Journal of Contemporary Orthodontics

Official Publication of Indian Orthodontic Society


Nongthombam, Kumar, Goyal, Kumar, and Yadav: Idiopathic osteosclerosis in a Class III patient treated with facemask therapy and hybrid hyrax- A case report


Introduction

The prevalence of Class III malocclusion varies greatly in different populations. Compared to other regions, Indian population shows the lowest prevalence of 1.19%. Among children aged 5-15 years, the prevalence was reported to be 0–4.76%.1 Class III malocclusion is the most common form of malocclusion requiring orthognathic surgery. Hence, early diagnosis and intervention is often beneficial in reducing the severity of the problem and eliminating the need for procedures in the future.

Many treatment approaches for growing Class III malocclusion patients are found in the literature, including intraoral and extraoral appliances such as a face-mask, chin cap, functional regulator-3, Class III elastics, etc. McNamara suggested that rapid maxillary expansion, when used with face mask, may enhance maxillary protraction in Class III patients with maxillary deficiency.2 Liou and Tsai introduced the Alt-RAMEC protocol, an expansion and constriction protocol that could be used for achieving greater maxillary protraction by distraction of the circum-maxillary sutures.3

A study, conducted by Yilmaz et al., reported that the expansion and constriction protocol for maxillary expansion resulted in forward maxilla protraction.4 Hence, in recent years, rapid maxillary expansion along with face mask for protraction of the maxilla has become a standard protocol in the treatment of Class III growing patients with maxillary deficiency. Proper case selection and prolonged treatment with long-term follow-up is essential for a successful orthopaedic growth modification.
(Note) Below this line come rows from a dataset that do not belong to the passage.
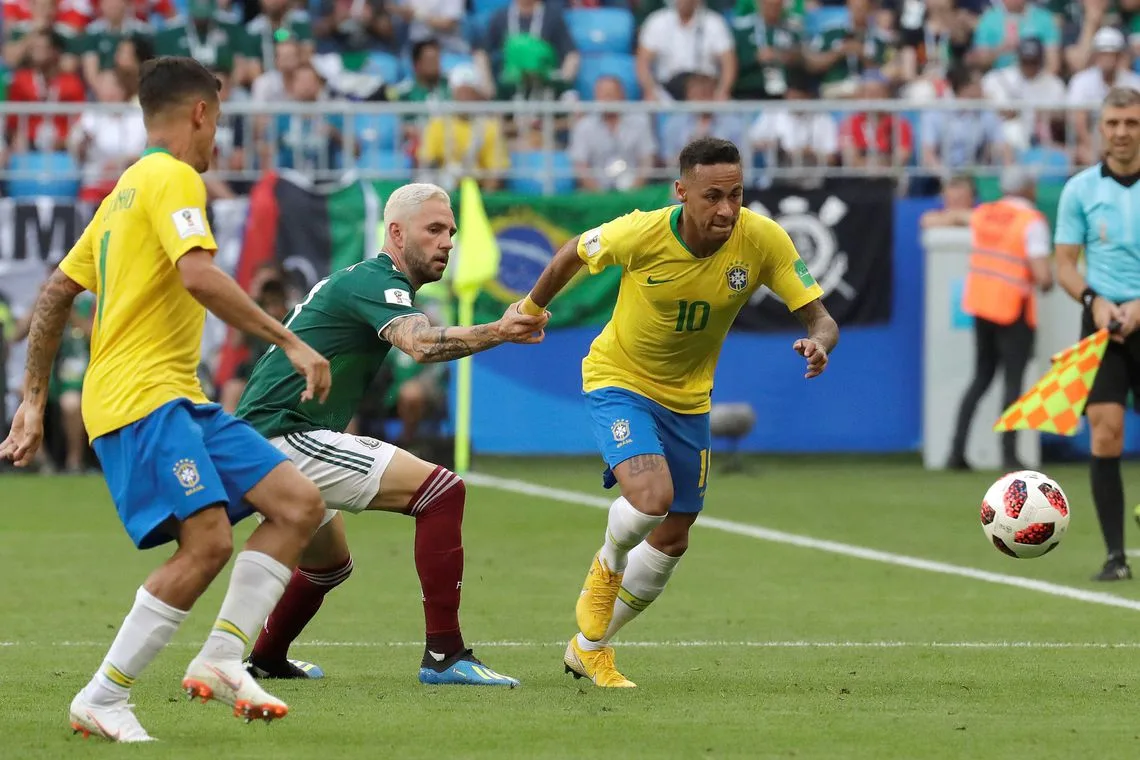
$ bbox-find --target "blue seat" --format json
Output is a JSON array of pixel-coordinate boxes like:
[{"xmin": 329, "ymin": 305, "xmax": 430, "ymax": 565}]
[
  {"xmin": 507, "ymin": 150, "xmax": 575, "ymax": 195},
  {"xmin": 351, "ymin": 114, "xmax": 400, "ymax": 150},
  {"xmin": 804, "ymin": 6, "xmax": 850, "ymax": 38},
  {"xmin": 565, "ymin": 8, "xmax": 634, "ymax": 55},
  {"xmin": 364, "ymin": 50, "xmax": 404, "ymax": 84},
  {"xmin": 575, "ymin": 52, "xmax": 641, "ymax": 100},
  {"xmin": 8, "ymin": 150, "xmax": 79, "ymax": 198},
  {"xmin": 439, "ymin": 50, "xmax": 474, "ymax": 76},
  {"xmin": 357, "ymin": 147, "xmax": 412, "ymax": 179}
]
Idiopathic osteosclerosis (IO) is defined as an asymptomatic, benign and radiopaque lesion. The biological behaviour of IO is not fully known. Proper diagnosis of idiopathic osteosclerosis from other radiopaque lesions is essential for proper management.5

This case report describes the successful treatment of an adolescent male patient with skeletal Class III malocclusion using facemask therapy and hybrid hyrax expansion appliance, following the Alt-RAMEC protocol. The patient was later on diagnosed with idiopathic osteosclerosis.

Diagnosis and Treatment Plan

Figure 1

12-year-old male patient with Class III malocclusion before treatment; Pre-treatment models.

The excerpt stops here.